Type | Tot photons | Frac phot | Tot time(s) | % time |
---|---|---|---|---|
Astro Objects | 655,711,741 | 2.66E-04 | 3443.15 | 2.34% |
Zodiacal | 71,261,379,555 | 0.03 | 15020.15 | 10.21% |
Moon-Mie | 422,991,262,780 | 0.17 | 16034.5 | 10.90% |
Moon-Rayleigh | 1,342,127,786,118 | 0.54 | 28192.24 | 19.16% |
Airglow | 603,463,483,218 | 0.24 | 78302.19 | 53.22% |
Cosmic Rays | 23,524,903,800 | 0.01 | 6142.38 | 4.17% |
Total | 2,464,024,527,212 | 1.00 | 147134.61 | 100% |
A ~7-day, 720-node reservation on Cori-KNL begins today.
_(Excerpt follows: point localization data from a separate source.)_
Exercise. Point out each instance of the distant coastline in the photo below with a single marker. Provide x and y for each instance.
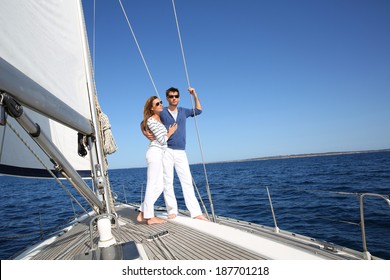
(303, 155)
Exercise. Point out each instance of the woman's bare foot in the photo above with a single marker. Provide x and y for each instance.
(140, 217)
(155, 220)
(203, 218)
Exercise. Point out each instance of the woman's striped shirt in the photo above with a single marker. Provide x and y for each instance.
(159, 131)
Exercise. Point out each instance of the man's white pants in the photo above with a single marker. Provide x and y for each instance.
(177, 159)
(155, 182)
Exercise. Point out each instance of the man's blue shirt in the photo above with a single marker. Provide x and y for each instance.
(178, 139)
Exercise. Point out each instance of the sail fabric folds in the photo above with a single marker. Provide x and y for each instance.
(45, 41)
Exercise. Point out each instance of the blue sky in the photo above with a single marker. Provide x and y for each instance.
(273, 77)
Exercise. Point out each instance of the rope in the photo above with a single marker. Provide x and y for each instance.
(193, 108)
(139, 49)
(109, 145)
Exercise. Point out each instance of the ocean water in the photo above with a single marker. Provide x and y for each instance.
(315, 196)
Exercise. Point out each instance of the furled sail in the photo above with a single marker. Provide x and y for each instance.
(41, 43)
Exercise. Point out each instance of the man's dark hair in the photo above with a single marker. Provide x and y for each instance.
(171, 89)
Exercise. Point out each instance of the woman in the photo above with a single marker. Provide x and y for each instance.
(154, 157)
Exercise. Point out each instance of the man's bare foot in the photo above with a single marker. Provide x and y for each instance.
(155, 220)
(203, 218)
(140, 217)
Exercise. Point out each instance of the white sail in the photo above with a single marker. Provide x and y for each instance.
(42, 40)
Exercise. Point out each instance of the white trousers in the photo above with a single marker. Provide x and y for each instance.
(155, 182)
(177, 159)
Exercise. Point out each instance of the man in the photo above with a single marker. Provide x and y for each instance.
(175, 156)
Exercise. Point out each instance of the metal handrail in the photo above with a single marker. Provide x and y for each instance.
(367, 254)
(272, 210)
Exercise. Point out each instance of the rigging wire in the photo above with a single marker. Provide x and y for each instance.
(193, 108)
(139, 48)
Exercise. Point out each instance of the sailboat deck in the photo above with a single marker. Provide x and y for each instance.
(171, 241)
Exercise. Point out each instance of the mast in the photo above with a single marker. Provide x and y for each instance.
(95, 143)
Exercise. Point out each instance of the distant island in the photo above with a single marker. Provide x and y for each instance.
(304, 155)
During this reservation, all remaining sensor-visits will be attempted.
$ scontrol show res desc-run1.2p
ReservationName=desc-run1.2p
StartTime=2018-05-01T10:00:00
EndTime=2018-05-08T06:59:00
Duration=6-20:59:00
Nodes=nid[02688-02703,02708-02763,02768-02769,02771-02827,02836-02891,02896-02924,02926-02959,02964-03002,03004-03011,03013-03019,03024-03056,10743,12288-12456,12458-12599,12601-12671]
NodeCnt=720
CoreCnt=48960
Features=knl
PartitionName=regular
Flags=
TRES=cpu=195840
Users=glanzman,descpho,desc,descdm
Accounts=m1727
Licenses=(null)
State=INACTIVE
BurstBuffer=(null)
Watts=n/a
12:45 status: Off to a rough start. Immediately at 10:00 700+ pilot jobs began running. But it seems that the default version of python at NERSC moved from v2 to v3 very recently. The workflow python is v2, so jobs began crashing in massive numbers - and very rapidly. Due to the load on the workflow engine, this disaster was not apparent for ~5 minutes into the run. By 10:17, .py scripts had all been patched and put in to production. Even now, almost 2-1/2 hours later, the workflow engine is still catching up. But on the positive side, there are >24k jobs running on >700 nodes.
Jobs on all 720 nodes were running smoothly until this morning when a cluster of terminated jobs suddenly appeared. After some investigation, the only clue from the Pilot is that 'srun' claimed an out-of-memory problem. (Note, I have never seen an indication of a memory leak with phoSim and its memory foot print is very stable.) This problem affected exactly 10 nodes, or 671 raytrace jobs (well, as of 11:30 PDT). I have modified the Pilot parameters to allow slightly less memory to be allocated to see if that has any effect, and then resubmitted 10 1-node Pilot jobs.
11:40 status:
15:45 status: Another six pilots have spontaneously terminated. Cause is under investigation...
The long-running jobs continue to make progress and we are now clearly seeing positive results of running within a 7-day reservation.
The problem of Pilots crashing is now suspected to be memory exhaustion on the KNL nodes. Ongoing discussion as to whether this is memory consumption by user code (workflow Pilot and/or phoSim raytrace), or a system process, or some other problem on the afflicted node. Some memory monitoring has been installed in the workflow. To date, approx. 6% of the Pilot jobs have crashed.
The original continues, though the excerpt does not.